One of the troubling features of our current, rolling crises on Wall Street has been the absence of a single, Morganesque financial statesman-someone who can put a stop to the trouble. President Bush is essentially AWOL, and Federal Reserve chairman Ben Bernanke doesn't command the respect of the global markets the way his predecessor, Alan Greenspan (who, it is now clear, helped create this mess), did. "I don't think any one man in today's immense and immensely complex markets could play the role J. P. Morgan played in 1907," says Jean Strouse, author of the Morgan biography "American Financier." Indeed, the best we have is a troika of unrelated executives who are performing different components of Morgan's historic role.

John Pierpont Morgan, all paunch and haughty jowls, owner of a rhinophyma-ridden nose that launched a thousand caricatures, was the dominant banker of America's gawky financial adolescence. Today the most powerful banker in Gotham is Jamie Dimon, the CEO of a firm that descends (historical irony alert!) from the House of Morgan itself. Like J.P., he is aloof and willing to play hardball. In March, Dimon's JPMorgan Chase picked up the failed investment bank Bear Stearns, and in September he snagged the banking operations of ailing Washington Mutual, both for a nominal price. As a result, Dimon now commands a mammoth bank with more than $2 trillion in assets, 5,400 branches and $900 billion in deposits.

At his core, Morgan was an investment banker-a seeker of order, a dealmaker and adviser. Today the investment banker in chief is Treasury's Henry Paulson, the former CEO of Goldman Sachs. Morgan was known to bring feuding railroad executives aboard his yacht, the Corsair, and sail it around New York harbor until they made a deal. Paulson has repeatedly summoned Wall Street executives and political leaders to the offices of the New York Federal Reserve and the Treasury Department for marathon deal meetings.

Paulson has the balance sheet of the Federal Reserve and the taxpayer behind him. Morgan had only his name. But in his day, that was more powerful than any guarantee Uncle Sam could provide. Now it is Warren Buffett, the proprietor of Berkshire Hathaway, whose name commands such respect. With his folksy ways and desire to share his wealth and wisdom with the public, Buffett may appear to be an anti-Morgan. Yet a line from Alice Schroeder's new doorstop "The Snowball: Warren Buffett and the Business of Life"-"He was a man who loved money, a man for whom the game of collecting it ran in his veins as his lifeblood"-could just as accurately have described Morgan.

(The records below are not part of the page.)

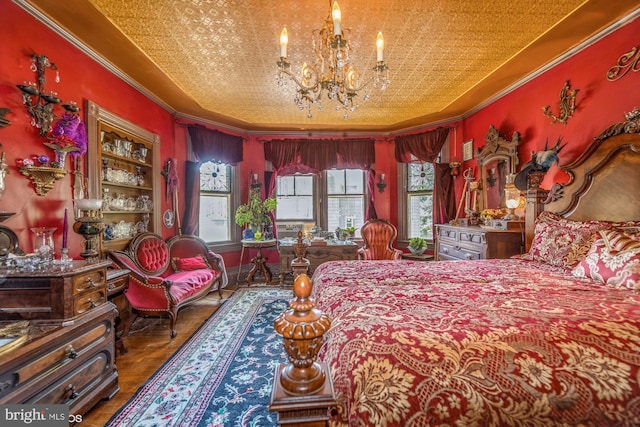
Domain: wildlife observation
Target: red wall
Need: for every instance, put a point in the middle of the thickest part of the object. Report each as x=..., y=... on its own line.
x=81, y=79
x=599, y=102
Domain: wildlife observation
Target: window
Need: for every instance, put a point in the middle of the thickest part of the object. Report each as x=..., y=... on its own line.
x=216, y=203
x=419, y=200
x=295, y=197
x=306, y=199
x=345, y=198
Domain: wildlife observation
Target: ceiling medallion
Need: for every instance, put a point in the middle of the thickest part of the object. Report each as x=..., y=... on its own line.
x=332, y=73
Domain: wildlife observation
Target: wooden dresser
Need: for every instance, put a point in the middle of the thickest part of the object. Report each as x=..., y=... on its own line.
x=468, y=243
x=316, y=255
x=68, y=356
x=53, y=294
x=68, y=363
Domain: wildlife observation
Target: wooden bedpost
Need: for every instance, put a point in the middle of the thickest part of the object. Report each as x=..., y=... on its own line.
x=535, y=197
x=300, y=264
x=302, y=390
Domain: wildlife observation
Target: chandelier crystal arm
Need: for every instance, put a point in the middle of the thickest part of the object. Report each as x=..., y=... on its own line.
x=332, y=71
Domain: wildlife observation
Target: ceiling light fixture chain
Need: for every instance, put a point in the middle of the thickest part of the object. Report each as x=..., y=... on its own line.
x=332, y=73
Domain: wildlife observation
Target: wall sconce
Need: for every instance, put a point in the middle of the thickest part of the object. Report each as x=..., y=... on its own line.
x=38, y=100
x=254, y=181
x=512, y=197
x=381, y=183
x=455, y=168
x=491, y=179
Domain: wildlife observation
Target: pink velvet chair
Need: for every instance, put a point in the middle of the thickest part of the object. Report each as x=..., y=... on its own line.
x=165, y=276
x=378, y=236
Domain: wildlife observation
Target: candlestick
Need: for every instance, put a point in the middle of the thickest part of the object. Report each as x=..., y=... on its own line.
x=65, y=229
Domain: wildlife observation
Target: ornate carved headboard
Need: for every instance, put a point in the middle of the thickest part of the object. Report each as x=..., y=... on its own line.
x=604, y=181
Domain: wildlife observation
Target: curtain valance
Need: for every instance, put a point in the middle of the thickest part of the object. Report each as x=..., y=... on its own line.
x=208, y=144
x=424, y=146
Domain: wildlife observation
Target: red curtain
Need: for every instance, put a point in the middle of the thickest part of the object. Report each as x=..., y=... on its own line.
x=425, y=148
x=207, y=144
x=444, y=203
x=314, y=156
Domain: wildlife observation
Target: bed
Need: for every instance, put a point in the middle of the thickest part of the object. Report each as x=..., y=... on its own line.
x=549, y=338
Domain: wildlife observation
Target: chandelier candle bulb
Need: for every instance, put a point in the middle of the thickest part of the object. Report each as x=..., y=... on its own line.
x=380, y=47
x=65, y=229
x=284, y=40
x=337, y=19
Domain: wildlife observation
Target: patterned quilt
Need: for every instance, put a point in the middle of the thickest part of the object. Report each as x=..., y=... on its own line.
x=478, y=343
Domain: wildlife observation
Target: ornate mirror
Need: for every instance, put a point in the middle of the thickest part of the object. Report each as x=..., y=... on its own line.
x=496, y=160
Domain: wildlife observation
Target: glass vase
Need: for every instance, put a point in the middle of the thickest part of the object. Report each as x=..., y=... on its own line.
x=43, y=241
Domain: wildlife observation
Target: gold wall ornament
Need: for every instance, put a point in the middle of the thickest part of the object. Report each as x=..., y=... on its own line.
x=629, y=61
x=43, y=177
x=567, y=105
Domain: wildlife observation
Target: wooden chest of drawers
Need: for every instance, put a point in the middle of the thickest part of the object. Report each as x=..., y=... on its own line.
x=55, y=294
x=70, y=363
x=469, y=243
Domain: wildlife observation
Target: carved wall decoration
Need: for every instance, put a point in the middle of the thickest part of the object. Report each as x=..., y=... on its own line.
x=4, y=121
x=629, y=61
x=567, y=105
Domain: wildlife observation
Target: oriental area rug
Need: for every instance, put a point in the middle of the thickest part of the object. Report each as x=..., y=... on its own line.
x=223, y=374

In recent weeks, Buffett has stepped in with his own cash and reputation to stop runs on the bank at Goldman Sachs and General Electric (Buffett is a director of NEWSWEEK's parent, The Washington Post Company). Of course, like Morgan, who profited on some of his system-saving maneuvers in 1907, Buffett was also out to make a buck.

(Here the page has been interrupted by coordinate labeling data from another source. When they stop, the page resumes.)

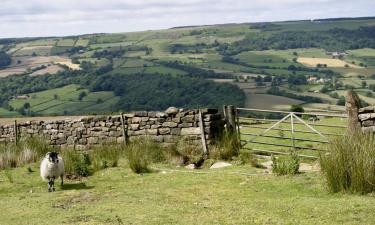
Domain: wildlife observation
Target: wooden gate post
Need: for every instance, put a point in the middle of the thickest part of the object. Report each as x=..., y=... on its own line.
x=15, y=132
x=230, y=118
x=203, y=135
x=124, y=135
x=353, y=104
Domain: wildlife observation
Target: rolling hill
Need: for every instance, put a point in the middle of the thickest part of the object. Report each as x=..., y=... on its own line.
x=311, y=61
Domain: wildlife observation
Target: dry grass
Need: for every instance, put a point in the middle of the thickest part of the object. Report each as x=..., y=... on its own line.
x=349, y=164
x=312, y=62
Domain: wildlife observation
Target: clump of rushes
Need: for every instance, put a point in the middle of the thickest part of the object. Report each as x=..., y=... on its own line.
x=349, y=163
x=226, y=147
x=285, y=165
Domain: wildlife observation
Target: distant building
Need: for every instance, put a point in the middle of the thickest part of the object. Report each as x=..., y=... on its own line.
x=312, y=80
x=316, y=80
x=22, y=97
x=337, y=54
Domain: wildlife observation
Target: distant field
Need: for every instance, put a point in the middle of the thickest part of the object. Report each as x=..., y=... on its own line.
x=57, y=101
x=109, y=45
x=43, y=50
x=313, y=62
x=52, y=69
x=23, y=64
x=82, y=42
x=66, y=42
x=7, y=113
x=265, y=101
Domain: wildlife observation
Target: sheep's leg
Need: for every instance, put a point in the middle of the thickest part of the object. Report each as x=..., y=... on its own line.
x=53, y=184
x=62, y=180
x=50, y=184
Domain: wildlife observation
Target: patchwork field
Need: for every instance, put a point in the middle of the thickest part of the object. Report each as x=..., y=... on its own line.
x=264, y=101
x=67, y=100
x=23, y=64
x=313, y=62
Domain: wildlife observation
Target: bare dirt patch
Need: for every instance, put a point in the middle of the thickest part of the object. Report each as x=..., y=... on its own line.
x=23, y=64
x=313, y=62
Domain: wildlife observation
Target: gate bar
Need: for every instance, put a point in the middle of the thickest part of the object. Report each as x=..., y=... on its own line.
x=297, y=131
x=279, y=153
x=284, y=112
x=271, y=120
x=287, y=138
x=281, y=145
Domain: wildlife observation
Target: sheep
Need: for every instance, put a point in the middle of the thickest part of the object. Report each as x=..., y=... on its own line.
x=51, y=168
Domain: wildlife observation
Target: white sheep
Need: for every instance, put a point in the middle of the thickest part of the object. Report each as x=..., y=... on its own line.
x=51, y=168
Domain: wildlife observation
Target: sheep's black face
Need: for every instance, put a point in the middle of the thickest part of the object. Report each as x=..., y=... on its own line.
x=53, y=157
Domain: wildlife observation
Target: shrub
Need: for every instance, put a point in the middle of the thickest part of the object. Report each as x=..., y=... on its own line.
x=246, y=157
x=285, y=165
x=191, y=151
x=349, y=164
x=137, y=156
x=104, y=156
x=76, y=163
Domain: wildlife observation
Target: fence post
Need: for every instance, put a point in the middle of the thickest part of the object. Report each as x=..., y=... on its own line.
x=15, y=131
x=203, y=136
x=123, y=127
x=238, y=125
x=353, y=104
x=230, y=119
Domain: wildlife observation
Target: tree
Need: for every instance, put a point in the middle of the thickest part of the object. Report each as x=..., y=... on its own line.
x=341, y=101
x=82, y=95
x=297, y=108
x=364, y=84
x=5, y=59
x=26, y=105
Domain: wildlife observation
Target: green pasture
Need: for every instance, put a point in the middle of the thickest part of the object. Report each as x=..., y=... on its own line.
x=65, y=100
x=66, y=42
x=323, y=25
x=164, y=70
x=82, y=42
x=236, y=195
x=7, y=113
x=250, y=126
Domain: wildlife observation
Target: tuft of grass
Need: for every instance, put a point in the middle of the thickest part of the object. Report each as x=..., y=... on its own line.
x=190, y=150
x=226, y=147
x=285, y=165
x=137, y=153
x=349, y=164
x=104, y=156
x=28, y=150
x=76, y=163
x=8, y=175
x=246, y=157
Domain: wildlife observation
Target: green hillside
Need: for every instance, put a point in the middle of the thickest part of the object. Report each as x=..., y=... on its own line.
x=338, y=52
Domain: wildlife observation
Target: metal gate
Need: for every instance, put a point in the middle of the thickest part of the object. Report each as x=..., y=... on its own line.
x=280, y=132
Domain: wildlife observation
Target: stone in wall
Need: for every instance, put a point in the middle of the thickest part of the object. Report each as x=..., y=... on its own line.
x=166, y=126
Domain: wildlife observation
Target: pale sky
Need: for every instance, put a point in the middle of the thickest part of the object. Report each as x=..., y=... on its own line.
x=27, y=18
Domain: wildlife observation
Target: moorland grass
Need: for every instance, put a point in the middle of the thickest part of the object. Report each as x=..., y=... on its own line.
x=349, y=164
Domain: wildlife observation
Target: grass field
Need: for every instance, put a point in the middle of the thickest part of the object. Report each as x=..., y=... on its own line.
x=236, y=195
x=254, y=129
x=313, y=62
x=7, y=113
x=56, y=101
x=66, y=42
x=265, y=101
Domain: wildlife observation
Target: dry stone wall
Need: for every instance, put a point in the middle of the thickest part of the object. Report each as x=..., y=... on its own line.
x=167, y=127
x=366, y=117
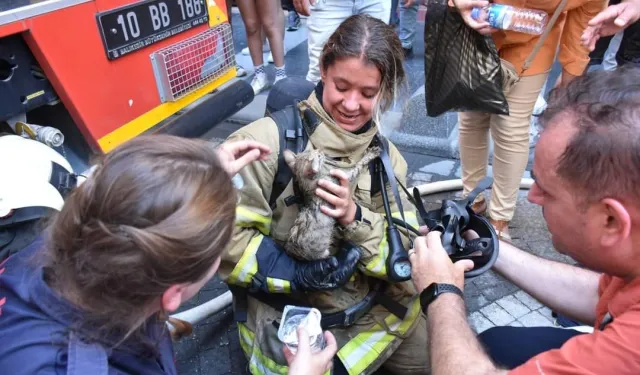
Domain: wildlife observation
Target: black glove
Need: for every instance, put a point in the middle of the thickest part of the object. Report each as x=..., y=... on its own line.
x=329, y=273
x=323, y=274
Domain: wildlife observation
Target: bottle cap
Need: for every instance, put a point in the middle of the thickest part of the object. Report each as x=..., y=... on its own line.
x=475, y=13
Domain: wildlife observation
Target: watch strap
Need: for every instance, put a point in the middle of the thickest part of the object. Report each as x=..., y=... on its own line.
x=430, y=293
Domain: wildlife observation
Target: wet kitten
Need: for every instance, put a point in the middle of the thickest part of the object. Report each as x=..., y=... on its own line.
x=312, y=232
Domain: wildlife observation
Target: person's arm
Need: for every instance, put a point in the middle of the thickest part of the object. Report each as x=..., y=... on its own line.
x=453, y=346
x=610, y=21
x=574, y=56
x=368, y=230
x=303, y=6
x=570, y=290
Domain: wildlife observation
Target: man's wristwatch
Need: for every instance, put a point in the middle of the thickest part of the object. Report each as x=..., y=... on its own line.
x=430, y=293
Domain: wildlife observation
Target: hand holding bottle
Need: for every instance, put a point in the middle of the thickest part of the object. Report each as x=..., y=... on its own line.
x=465, y=8
x=507, y=17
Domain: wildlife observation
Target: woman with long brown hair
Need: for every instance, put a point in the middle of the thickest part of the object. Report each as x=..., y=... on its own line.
x=142, y=235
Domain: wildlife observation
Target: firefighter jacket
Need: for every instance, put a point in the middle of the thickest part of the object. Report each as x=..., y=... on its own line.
x=364, y=345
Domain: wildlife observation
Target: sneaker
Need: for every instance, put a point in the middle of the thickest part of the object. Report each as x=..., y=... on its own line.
x=293, y=21
x=259, y=83
x=279, y=78
x=502, y=229
x=265, y=49
x=240, y=71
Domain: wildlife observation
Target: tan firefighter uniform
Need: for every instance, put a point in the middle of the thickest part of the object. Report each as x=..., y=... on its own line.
x=368, y=343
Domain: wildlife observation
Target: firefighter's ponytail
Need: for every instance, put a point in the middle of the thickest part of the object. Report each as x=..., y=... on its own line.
x=376, y=43
x=156, y=212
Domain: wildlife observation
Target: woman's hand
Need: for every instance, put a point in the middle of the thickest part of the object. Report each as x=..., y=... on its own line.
x=306, y=363
x=339, y=196
x=465, y=7
x=610, y=21
x=236, y=155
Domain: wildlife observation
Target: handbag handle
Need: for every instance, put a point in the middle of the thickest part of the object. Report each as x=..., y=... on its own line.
x=543, y=37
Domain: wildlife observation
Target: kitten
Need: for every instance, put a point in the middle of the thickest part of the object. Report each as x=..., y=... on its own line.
x=312, y=233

There are important differences between Morgan and his modern-day successors. Morgan was willing to save the financial sector without the government's help. Dimon and Buffett made their investments only because of the prospect of federal assistance. And all three lack his imperium: Morgan would never have strummed a ukulele to entertain shareholders, as Buffett does, nor gotten down on his knees to beg a congressional leader for support, as Paulson did to House Speaker Nancy Pelosi.

But mostly, the difference is that the financial world has changed. "When you look at the complexity of the system and all the interconnectivity and size of these institutions, that is the challenge," Henry Paulson told NEWSWEEK in September. J. P. Morgan, sitting in his fortress-like office at the corner of Wall Street and Broad Street, could easily survey the entirety of the U.S. financial system and get his arms around the problems. Today, as his modern-day imitators look at a chaotic, interconnected global economy, all they can do is play whack-a-mole.